Motivation
==========

Why CATE estimation?
--------------------

Please see the section :ref:`how-can-cates-be-useful`.

.. _motivation-why-metalearners:

Why MetaLearners?
-----------------

There are various ways for estimating CATEs, such as
`Targeted Maximum Likelihood Estimation <https://academic.oup.com/aje/article/185/1/65/2662306?login=false>`_,
`Causal Forests <https://arxiv.org/abs/1902.07409>`_ or MetaLearners.

We've found MetaLearners to be a particularly compelling approach
for CATE estimation because

- they are conceptually simple
- some of them come with strong statistical guarantees, see e.g.
  `Nie et al. (2019) <https://arxiv.org/pdf/1712.04912.pdf>`_ for the
  R-Learner or `Kennedy (2023) <https://arxiv.org/abs/2004.14497>`_ for the DR-Learner
- they rely on existing, arbitrary prediction approaches

The latter point is particularly important since it implies
that battle-tested and production-grade code from existing prediction
libraries such as ``scikit-learn``, ``lightgbm`` or ``xgboost`` can be
reused. Given that the field of CATE estimation is still young and
engineering efforts limited, this is a highly relevant factor.


.. _motivation-why-not-causalml-or-econml:

Why not ``causalml`` or ``econml``?
-----------------------------------

`causalml <https://github.com/uber/causalml>`_ and `econml
<https://github.com/py-why/EconML>`_ are open-source Python libraries
providing, among other things, implementations of many MetaLearners.

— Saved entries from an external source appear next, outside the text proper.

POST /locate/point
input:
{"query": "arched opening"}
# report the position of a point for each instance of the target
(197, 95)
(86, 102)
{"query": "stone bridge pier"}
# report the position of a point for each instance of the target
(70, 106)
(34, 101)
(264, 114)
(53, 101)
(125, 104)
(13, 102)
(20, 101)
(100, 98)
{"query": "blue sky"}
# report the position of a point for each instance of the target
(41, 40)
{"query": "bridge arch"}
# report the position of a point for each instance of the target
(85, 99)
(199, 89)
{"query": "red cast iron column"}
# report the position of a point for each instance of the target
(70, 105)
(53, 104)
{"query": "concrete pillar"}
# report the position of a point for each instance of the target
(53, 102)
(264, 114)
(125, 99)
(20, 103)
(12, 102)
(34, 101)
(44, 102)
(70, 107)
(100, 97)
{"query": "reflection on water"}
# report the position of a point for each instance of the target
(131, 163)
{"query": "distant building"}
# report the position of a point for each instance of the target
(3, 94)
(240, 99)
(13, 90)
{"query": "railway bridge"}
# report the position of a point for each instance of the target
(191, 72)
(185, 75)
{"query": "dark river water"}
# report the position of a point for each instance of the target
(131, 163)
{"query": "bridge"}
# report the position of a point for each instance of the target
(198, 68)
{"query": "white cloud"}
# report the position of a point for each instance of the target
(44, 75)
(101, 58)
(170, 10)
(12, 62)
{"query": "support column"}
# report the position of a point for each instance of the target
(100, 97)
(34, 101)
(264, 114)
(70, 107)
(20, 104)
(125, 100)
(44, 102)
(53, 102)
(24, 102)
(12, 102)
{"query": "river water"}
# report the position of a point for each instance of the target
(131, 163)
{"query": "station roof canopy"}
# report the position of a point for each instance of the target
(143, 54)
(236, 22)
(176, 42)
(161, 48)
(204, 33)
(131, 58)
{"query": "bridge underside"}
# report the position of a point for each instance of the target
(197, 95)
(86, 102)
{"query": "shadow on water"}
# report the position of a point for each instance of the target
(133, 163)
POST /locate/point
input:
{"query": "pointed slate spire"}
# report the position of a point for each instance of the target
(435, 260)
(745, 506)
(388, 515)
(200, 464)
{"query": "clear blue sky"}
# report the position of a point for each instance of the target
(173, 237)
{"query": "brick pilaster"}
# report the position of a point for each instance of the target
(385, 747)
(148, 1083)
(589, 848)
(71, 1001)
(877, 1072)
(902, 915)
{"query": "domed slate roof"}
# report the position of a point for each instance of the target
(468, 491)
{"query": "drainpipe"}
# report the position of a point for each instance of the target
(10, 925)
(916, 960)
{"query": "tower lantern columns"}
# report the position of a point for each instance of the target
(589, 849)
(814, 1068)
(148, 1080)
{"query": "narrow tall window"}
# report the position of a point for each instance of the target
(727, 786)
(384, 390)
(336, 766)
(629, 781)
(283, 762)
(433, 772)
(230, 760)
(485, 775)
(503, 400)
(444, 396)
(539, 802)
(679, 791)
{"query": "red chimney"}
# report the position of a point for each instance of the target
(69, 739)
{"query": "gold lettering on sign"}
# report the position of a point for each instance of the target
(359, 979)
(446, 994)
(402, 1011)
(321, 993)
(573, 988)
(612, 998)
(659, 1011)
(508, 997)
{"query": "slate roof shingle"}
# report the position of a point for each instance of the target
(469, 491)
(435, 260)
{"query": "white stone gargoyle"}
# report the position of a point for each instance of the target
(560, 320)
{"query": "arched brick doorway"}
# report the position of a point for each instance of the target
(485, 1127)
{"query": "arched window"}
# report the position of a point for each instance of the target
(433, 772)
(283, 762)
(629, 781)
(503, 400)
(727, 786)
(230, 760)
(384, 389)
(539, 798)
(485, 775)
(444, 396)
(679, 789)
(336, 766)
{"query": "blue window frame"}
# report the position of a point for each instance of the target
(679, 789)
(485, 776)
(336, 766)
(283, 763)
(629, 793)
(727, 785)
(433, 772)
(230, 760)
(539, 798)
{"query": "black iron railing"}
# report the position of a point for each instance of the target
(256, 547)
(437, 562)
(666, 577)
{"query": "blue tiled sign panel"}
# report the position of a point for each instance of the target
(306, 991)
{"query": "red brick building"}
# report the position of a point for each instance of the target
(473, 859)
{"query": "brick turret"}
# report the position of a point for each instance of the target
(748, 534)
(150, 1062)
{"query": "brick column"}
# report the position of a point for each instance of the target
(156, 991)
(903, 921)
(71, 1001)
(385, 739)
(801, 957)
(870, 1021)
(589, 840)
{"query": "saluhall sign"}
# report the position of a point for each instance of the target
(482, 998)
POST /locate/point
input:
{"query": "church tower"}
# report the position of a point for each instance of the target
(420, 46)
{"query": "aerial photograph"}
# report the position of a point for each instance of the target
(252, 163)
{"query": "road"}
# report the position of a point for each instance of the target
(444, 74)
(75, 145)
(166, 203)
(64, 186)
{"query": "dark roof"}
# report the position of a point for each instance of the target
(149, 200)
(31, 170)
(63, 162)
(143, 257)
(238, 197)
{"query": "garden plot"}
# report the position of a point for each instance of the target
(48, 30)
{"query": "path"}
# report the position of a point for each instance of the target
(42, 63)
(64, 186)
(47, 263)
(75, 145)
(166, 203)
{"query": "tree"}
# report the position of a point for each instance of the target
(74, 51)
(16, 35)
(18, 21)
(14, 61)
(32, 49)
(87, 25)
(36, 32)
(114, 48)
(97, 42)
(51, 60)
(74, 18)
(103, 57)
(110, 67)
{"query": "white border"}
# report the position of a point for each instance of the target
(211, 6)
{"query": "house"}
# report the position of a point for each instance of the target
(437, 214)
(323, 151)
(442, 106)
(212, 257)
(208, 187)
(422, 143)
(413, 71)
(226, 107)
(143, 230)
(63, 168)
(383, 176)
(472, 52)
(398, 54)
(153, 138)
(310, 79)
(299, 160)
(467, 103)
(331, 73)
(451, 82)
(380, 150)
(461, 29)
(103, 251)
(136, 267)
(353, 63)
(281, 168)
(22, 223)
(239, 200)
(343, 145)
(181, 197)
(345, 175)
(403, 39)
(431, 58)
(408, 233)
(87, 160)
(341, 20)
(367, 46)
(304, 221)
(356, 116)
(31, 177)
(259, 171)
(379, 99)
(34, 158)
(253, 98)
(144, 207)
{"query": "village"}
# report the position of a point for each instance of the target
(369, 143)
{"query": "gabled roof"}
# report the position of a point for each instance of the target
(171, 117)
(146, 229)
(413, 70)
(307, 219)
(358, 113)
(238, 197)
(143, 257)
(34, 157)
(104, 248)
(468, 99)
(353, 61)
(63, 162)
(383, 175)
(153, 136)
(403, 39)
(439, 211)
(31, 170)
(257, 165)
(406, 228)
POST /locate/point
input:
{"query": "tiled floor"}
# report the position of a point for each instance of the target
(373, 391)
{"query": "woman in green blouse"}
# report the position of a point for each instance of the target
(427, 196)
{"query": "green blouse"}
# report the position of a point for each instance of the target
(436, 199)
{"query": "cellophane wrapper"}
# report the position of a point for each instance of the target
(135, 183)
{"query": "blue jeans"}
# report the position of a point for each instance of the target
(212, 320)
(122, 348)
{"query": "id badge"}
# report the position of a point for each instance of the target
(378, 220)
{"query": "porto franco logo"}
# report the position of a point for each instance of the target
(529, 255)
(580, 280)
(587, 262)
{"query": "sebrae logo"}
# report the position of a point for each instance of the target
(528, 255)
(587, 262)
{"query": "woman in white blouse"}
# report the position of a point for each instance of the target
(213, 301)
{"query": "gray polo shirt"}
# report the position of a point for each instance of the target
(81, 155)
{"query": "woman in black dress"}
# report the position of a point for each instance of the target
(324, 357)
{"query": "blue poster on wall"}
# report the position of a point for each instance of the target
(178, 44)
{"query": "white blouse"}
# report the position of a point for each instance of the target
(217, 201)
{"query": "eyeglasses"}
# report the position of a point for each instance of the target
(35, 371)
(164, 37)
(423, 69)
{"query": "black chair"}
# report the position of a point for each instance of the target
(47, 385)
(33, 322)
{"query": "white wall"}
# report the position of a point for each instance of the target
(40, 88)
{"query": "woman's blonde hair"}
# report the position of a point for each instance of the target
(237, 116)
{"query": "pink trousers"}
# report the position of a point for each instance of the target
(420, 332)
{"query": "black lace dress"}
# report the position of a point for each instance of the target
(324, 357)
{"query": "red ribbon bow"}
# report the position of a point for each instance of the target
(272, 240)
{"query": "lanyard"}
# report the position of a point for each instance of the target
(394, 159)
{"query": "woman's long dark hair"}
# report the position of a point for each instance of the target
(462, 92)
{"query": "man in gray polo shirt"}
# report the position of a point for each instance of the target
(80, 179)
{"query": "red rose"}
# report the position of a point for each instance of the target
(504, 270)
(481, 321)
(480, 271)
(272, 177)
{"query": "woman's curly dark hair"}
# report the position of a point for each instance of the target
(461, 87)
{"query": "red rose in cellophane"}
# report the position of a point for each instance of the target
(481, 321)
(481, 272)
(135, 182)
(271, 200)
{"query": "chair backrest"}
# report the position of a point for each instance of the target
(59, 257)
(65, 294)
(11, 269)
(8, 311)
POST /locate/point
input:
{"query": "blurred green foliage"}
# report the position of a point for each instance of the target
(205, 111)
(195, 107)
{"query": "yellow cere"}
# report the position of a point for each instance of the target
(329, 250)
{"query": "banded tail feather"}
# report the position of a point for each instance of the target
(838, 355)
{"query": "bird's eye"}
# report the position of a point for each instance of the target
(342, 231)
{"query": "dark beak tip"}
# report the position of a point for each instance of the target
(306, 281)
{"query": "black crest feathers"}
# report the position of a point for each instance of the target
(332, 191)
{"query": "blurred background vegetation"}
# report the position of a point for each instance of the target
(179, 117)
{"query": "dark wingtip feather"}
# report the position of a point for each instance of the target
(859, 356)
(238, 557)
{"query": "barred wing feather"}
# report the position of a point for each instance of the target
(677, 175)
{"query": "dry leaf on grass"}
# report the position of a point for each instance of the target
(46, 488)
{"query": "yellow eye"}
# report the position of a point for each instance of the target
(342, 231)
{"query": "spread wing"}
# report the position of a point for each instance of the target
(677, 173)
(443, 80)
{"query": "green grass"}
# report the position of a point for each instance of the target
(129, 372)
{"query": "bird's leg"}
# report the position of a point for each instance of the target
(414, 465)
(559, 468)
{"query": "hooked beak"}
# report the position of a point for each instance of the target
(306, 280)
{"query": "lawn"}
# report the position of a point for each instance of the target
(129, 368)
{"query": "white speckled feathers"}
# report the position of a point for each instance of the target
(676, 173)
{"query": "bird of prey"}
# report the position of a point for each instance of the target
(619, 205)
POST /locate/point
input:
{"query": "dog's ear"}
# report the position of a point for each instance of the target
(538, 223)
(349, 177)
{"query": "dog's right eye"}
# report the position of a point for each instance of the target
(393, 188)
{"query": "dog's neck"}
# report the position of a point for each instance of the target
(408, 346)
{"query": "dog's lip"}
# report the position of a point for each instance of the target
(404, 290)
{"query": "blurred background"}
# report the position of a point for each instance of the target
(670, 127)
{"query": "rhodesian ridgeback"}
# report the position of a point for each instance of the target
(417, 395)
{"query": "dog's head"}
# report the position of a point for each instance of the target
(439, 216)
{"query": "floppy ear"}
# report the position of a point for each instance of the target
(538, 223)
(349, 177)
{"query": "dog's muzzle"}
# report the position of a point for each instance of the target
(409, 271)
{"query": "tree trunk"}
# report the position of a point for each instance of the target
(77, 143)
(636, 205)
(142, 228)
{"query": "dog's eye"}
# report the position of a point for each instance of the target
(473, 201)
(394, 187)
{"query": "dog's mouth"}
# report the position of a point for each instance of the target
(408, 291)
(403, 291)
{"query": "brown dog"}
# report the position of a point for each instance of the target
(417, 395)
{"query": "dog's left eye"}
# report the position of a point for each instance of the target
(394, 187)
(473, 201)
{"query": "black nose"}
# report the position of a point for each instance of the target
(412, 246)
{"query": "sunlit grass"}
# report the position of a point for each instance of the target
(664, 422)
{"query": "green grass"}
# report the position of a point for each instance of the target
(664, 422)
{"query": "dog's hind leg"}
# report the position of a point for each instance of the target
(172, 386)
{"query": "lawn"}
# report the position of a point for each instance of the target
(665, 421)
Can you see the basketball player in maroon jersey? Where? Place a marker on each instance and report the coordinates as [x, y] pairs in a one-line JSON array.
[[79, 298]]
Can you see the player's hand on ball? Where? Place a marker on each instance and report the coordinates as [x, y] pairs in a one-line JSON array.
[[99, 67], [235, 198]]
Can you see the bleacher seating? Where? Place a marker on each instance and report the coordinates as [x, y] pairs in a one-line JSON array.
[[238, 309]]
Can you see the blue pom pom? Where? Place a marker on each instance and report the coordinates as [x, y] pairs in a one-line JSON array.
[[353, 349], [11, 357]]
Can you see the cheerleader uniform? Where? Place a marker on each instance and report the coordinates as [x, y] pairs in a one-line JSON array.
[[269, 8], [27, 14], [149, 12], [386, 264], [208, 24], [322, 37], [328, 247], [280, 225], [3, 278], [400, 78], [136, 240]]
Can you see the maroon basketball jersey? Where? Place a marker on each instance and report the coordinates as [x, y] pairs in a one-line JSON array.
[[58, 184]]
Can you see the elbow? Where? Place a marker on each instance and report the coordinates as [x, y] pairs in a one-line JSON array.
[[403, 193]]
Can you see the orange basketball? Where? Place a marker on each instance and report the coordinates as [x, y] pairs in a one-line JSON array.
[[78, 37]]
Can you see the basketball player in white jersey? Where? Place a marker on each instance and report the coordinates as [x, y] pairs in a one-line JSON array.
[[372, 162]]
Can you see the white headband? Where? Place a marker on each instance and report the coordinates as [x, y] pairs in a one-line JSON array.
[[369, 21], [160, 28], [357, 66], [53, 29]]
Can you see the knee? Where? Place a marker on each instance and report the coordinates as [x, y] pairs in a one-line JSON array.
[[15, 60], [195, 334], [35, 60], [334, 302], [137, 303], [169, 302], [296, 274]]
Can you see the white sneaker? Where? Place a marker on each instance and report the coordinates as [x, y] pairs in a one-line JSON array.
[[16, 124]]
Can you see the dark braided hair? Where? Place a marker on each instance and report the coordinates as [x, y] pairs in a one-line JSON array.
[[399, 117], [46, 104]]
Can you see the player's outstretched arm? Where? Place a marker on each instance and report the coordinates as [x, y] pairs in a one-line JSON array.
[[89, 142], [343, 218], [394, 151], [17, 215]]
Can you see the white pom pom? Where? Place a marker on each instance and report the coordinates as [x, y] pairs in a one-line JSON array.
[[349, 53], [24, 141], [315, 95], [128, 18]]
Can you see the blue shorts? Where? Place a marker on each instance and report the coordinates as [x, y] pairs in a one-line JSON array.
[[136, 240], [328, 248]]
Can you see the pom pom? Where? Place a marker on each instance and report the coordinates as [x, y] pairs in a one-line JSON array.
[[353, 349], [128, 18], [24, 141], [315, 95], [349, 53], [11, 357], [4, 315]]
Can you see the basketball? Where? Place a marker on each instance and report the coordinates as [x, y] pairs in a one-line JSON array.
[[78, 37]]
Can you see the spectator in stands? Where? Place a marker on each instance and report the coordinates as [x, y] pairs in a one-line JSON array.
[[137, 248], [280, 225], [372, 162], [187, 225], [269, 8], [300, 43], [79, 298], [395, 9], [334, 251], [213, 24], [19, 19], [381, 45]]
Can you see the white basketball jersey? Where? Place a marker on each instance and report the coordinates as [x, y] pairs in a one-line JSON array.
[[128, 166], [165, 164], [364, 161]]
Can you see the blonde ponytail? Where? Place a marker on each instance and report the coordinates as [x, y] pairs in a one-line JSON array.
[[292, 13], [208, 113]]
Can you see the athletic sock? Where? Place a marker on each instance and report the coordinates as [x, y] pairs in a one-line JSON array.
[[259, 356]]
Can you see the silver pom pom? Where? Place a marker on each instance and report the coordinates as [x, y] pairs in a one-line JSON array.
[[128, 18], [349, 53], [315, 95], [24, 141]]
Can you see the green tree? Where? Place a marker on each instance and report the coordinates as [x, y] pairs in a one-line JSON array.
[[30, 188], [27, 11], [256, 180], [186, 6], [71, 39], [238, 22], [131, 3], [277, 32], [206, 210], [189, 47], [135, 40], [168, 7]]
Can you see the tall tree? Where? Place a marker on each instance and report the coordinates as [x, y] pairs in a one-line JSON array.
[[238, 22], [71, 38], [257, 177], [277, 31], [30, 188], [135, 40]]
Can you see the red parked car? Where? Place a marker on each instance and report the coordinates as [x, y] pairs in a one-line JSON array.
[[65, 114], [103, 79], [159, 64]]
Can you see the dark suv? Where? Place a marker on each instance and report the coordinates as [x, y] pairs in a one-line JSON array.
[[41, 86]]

What we've come to like about the design of both is that

* their Metalearner implementations mostly follow the interface one might expect from an ``sklearn`` Estimator
* they are, in the intended use cases, fairly straight-forward and intuitive to use

Yet, we've also found that in some regards, the MetaLearner
implementations from ``causalml`` and ``enconml`` don't perfectly lend
themselves to use cases we care about.

Accessing base models
"""""""""""""""""""""

While MetaLearners are, in principle, designed in a very modular
fashion, we've struggled to access individual base models in a
meaningful way.

One reason to access the base models is to evaluate their individual
performance. Due to the fundamental problem of Causal Inference we
are not able to evaluate a MetaLearner based on a simple metric
measuring the mismatch between estimate and ground truth. Yet, we
might want to do this for our base learners which often do have
ground truth labels to compare the estimates to. Yet, this is not
supported by ``econml`` and ``causalml``.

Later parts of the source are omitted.